One important aspect of this recipe was keeping the fermentation warm to keep the DuPont strain going and to elicit the classic pepper and fruit character. In order to try to maintain this warm temperature I wrapped the fermentor in towels and blankets and places a box over top to keep this insulation in place.
Sampled a few highly regarded beers of the style on brew day and saves the yeast (Brett and Sacc) from Saison de Lente.
Down to 1.038, fermentation seems to have at least slowed if not stopped entirely and temperature has clearly dropped closer to the ambient low 60's than the 70s/80s it had been at for the first few. I will probably add the French Saison strain if I don't see a sizeable drop in gravity in a week.

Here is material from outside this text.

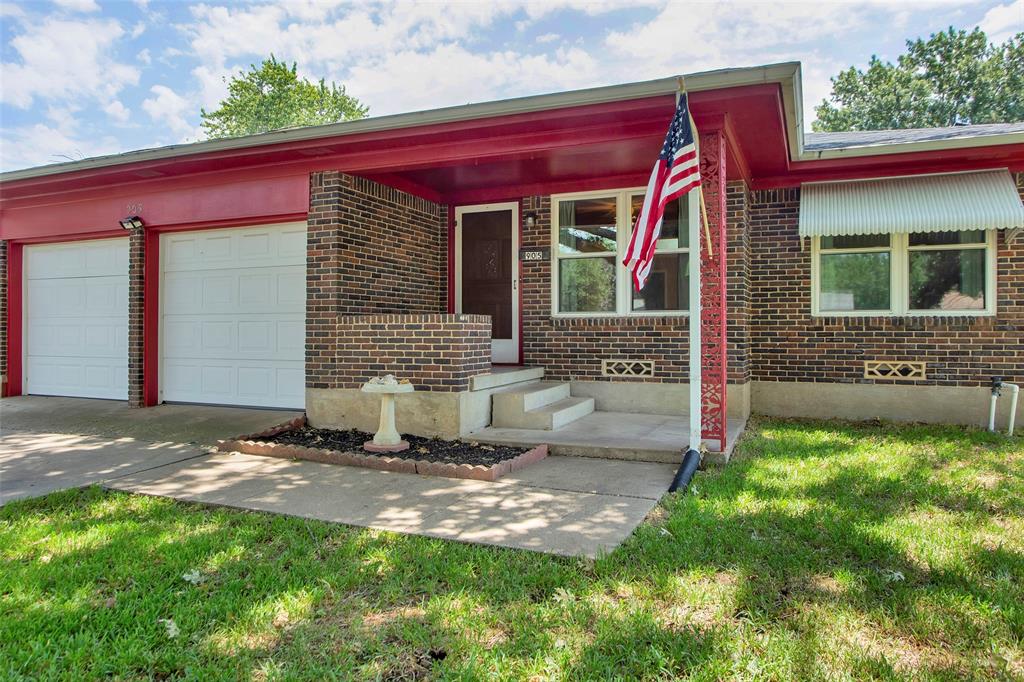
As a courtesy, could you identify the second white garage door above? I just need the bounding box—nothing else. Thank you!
[160,223,306,408]
[25,239,128,400]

Down to 1.030, not as big a drop as I would like to see so I will purchase the French Saison yeast and add next week barring a bigger drop. Smell is black pepper, ginger and citrusy tropical hops.
After 2 weeks with the Wyeast 3711 French Saison yeast the beer has plummeted down to a 1.002 gravity, time to bottle. Taste is refreshing with some citrus characteristics and a surprising amount of candy sweetness despite the measured dryness.
Bottled using conditioning tablets (4 tabs/12 oz or 6/22 oz). Tastes strongly of citrus with some solid pit fruits and a prickliness, and a balancing but not aggressive bitterness.